In other words, for real, physiological reasons, mental health is the "gating item" that we have to address if we're going to gain the full potential and not just one more incremental worksheet or brass ring.
Or, gold medal.
In my own humble opinion, Simone Biles was already a pretty phenomenal role model. She pushed her sport as far as it had ever gone, she brought home countless medals and led other young women in the quest to do so. As if that's not enough, she found the courage to confront and to speak publicly about her sexual abuse at the hands of team doctor Larry Nassar. In fact, in a televised interview this week she explained that the reason she had pushed herself to make it to the Tokyo Games was to hold USA gymnastics' feet to the fire by ensuring that one of his survivors was still competing at the games--so that the hundreds of others' voices would still be a part of the Olympics conversation. That is nothing short of extraordinary.
And yet in my view, this latest act tops it all.
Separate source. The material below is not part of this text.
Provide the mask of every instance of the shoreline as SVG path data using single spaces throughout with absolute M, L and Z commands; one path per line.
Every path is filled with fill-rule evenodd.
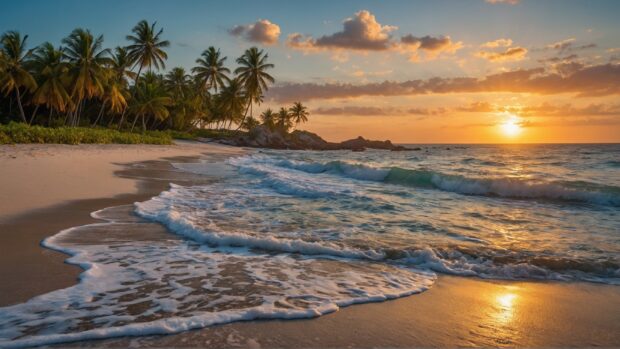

To decide that our mental health isn't worth whatever compromise we're called on to make in order to achieve success--and even our own dreams--is the hardest and most powerful decision that any of us can make.
Whether or not Simone takes the stage one more time at these Tokyo Games, and whether or not she claims one more Olympic victory, she will forever be a champion both in gymnastics and in life, and a role model not just for our kids but for us all.